A nervous smile flickered on his face. “Beyond that, I mean. If you had, like, a bucket list or whatever, what would be on it? Hypothetically speaking?”

“Oh, God,” I said as I leaned back. “That’s so weird to think about. I don’t even know. I’ve always thought about adopting a baby. But like, later in life, obviously.”

“Really? Why?”

I took a breath. “Well, the prospects of me ever carrying a baby to term and everything aren’t great. But if I can’t make a life, I’d still like to save one.”

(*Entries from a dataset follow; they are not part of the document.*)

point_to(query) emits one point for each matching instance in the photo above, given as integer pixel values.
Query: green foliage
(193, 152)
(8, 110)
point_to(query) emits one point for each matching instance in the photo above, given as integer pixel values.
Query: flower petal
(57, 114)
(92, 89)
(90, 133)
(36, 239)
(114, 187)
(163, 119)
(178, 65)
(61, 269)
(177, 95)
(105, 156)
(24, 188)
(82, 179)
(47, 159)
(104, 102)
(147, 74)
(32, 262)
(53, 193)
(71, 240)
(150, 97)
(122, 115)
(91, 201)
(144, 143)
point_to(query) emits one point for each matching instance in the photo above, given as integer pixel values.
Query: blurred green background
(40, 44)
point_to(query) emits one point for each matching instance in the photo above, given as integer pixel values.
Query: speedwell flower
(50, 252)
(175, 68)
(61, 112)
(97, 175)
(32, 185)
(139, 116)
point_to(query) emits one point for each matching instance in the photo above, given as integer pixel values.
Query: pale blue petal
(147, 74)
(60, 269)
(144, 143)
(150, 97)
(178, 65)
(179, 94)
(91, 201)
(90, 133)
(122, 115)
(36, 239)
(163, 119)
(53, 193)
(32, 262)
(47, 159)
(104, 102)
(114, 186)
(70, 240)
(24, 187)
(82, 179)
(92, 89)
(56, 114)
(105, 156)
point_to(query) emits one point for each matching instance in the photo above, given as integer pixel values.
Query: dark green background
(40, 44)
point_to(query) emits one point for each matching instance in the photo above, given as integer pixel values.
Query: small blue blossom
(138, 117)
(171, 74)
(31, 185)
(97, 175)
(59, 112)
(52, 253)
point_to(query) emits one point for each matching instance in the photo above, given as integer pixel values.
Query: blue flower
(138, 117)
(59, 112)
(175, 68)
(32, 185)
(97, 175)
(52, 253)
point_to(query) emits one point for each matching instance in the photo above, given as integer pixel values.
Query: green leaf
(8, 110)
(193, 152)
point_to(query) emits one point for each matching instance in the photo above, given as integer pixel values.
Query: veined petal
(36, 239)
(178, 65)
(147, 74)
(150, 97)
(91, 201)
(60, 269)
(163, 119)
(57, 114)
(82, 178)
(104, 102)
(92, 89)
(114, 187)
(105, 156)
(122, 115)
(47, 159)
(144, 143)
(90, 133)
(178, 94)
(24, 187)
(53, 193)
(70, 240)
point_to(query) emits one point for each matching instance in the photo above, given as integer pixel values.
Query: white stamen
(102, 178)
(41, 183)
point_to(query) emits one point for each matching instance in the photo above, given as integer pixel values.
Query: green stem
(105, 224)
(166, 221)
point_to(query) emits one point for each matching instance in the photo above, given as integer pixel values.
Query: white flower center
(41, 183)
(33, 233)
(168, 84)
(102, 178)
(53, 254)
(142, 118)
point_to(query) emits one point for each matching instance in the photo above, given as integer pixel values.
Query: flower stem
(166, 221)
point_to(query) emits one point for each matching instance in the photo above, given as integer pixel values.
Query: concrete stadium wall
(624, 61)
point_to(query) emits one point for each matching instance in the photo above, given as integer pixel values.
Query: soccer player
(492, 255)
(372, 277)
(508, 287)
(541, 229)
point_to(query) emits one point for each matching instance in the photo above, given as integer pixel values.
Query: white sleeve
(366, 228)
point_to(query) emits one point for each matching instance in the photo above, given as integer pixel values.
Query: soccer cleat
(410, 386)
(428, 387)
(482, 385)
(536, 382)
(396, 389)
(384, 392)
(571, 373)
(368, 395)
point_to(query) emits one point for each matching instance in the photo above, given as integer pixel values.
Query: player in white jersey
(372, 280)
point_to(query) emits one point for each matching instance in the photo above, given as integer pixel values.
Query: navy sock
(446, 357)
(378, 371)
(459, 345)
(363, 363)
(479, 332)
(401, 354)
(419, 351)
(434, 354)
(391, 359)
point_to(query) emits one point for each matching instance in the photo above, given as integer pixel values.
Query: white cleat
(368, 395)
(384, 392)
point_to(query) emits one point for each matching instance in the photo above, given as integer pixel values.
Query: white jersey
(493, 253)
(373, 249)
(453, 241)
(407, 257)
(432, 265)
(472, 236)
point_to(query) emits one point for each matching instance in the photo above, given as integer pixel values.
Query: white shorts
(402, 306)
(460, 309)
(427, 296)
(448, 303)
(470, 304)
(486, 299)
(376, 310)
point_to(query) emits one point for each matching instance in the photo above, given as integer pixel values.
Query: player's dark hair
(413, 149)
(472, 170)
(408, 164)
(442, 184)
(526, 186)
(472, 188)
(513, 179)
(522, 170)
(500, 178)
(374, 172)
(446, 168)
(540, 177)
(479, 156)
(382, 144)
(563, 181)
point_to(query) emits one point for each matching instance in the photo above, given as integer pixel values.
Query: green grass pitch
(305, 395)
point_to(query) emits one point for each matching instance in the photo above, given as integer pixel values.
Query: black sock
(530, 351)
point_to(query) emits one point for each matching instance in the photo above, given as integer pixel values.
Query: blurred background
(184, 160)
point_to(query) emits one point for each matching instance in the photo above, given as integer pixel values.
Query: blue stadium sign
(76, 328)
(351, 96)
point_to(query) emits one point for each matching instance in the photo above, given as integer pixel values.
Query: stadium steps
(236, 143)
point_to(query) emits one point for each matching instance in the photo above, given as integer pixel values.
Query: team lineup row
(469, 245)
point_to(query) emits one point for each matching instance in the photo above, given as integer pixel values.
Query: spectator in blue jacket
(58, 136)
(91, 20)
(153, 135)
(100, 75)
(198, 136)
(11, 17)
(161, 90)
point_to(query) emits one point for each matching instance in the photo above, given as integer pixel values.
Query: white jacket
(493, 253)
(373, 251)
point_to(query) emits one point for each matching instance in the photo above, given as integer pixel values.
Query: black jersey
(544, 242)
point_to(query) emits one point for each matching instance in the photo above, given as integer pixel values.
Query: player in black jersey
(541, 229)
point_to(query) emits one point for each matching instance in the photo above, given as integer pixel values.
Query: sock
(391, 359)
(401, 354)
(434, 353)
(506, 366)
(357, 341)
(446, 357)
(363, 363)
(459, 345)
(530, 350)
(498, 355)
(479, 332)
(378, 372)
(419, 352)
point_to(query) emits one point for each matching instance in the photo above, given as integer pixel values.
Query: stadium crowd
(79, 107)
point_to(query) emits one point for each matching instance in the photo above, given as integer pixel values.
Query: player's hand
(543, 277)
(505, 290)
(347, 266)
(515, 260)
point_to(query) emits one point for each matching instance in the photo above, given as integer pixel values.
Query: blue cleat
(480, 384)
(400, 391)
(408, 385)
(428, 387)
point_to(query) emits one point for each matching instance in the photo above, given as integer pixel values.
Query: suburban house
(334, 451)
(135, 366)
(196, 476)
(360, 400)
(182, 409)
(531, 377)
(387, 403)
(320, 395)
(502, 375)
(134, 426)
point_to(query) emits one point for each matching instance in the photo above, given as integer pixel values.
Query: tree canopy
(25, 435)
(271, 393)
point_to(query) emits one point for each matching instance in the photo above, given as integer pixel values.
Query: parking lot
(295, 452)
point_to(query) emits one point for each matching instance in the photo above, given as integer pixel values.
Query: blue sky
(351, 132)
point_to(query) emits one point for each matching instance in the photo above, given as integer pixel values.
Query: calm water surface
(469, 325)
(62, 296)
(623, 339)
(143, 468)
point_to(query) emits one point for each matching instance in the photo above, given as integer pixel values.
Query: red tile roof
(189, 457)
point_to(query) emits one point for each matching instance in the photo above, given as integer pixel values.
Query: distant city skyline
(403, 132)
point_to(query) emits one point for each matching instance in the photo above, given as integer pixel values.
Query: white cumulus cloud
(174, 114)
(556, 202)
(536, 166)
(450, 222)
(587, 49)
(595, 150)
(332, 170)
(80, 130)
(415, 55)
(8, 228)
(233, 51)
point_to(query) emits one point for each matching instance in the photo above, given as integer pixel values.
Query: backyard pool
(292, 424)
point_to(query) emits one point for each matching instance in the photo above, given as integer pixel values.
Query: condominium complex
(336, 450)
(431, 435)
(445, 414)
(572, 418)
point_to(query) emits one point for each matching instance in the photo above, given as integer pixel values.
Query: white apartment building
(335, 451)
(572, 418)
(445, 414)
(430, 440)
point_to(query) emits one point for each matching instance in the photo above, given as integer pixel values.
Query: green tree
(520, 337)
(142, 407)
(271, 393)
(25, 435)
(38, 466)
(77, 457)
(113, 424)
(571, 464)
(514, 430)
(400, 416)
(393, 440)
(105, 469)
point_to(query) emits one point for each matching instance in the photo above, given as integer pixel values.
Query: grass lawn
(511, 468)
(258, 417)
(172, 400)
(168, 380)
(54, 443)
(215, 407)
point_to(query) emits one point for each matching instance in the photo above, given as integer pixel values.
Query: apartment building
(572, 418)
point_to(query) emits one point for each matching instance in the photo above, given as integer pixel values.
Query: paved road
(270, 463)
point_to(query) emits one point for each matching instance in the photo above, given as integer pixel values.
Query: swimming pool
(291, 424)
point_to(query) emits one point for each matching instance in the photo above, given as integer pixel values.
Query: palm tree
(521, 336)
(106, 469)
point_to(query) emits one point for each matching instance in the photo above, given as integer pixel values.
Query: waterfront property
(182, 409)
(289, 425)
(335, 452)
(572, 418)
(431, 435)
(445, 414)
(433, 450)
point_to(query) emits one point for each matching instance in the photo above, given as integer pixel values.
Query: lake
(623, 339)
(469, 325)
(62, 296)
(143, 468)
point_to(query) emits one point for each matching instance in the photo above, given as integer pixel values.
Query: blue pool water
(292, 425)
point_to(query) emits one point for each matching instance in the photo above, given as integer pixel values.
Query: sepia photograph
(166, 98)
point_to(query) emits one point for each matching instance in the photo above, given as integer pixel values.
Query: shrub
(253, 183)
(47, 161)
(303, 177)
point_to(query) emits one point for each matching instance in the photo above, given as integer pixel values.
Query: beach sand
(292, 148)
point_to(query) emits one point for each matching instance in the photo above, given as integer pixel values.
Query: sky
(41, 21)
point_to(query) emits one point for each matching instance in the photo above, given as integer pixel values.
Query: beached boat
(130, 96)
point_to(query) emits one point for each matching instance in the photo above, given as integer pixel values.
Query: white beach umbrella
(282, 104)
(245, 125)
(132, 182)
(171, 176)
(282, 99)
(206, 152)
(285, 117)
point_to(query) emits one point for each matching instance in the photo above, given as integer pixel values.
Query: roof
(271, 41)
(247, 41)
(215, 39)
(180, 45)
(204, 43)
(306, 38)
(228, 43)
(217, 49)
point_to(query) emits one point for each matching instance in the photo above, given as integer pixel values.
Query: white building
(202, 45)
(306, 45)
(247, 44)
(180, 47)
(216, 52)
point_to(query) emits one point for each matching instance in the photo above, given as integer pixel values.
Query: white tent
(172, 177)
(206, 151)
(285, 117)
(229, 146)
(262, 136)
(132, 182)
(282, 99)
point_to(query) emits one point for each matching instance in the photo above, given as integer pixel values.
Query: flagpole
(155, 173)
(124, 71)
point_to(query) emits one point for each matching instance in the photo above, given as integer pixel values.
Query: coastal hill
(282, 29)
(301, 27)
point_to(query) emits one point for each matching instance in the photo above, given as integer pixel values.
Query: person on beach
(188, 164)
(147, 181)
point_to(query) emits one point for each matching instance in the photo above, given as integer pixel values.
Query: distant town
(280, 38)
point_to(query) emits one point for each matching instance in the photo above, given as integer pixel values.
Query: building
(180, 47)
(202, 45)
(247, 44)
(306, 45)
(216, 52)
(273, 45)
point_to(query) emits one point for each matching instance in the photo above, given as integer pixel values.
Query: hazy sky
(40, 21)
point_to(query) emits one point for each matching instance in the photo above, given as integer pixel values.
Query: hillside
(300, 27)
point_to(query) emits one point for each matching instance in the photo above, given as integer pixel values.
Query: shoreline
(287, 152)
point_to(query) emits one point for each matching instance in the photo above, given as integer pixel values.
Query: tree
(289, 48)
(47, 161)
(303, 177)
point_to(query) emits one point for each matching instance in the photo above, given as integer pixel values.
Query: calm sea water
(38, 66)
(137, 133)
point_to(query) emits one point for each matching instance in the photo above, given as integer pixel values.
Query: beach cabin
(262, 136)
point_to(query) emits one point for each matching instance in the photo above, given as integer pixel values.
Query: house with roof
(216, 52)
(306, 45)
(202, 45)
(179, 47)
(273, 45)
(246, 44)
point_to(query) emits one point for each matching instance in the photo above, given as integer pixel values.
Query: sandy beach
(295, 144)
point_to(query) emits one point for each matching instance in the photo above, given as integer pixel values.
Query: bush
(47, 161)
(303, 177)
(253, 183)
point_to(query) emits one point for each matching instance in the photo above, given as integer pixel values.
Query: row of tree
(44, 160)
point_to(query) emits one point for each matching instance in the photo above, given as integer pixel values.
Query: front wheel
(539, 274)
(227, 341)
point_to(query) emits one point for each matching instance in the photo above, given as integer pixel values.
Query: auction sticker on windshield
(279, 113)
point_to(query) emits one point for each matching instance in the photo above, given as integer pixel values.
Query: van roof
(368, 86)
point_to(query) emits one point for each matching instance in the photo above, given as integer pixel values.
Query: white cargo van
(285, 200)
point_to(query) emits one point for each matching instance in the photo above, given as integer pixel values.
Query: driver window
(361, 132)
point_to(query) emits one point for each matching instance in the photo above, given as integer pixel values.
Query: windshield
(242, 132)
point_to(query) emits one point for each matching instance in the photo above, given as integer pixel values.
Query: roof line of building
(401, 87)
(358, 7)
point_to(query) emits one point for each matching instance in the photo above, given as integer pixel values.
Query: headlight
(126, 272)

He was silent again for a while.

“But that’s not all,” I continued. “I’d probably want to do all the stuff I’d never been able to do because of my health problems, too. And to live actively.” He gave me a weird look. “Well,” I explained, “when people talk about people with disab – I mean, about people like me – they tend to speak passively, or put the problem in front of the person. They’ll say ‘the wheelchair girl’ instead of ‘the girl in the wheelchair,’ ‘the cleft palate boy’ instead of ‘the boy with the cleft palate,’ etcetera. And that just feeds into something I decided very early on – I never wanted to let my problems define me. I wanted to put them out there and then just forget about them. So many people let the circumstances of their lives drag them down – they let the world happen to them. But I wanted to happen to the world.”

“You happened,” Cooper said. “Trust me, you happened. What else do you want?”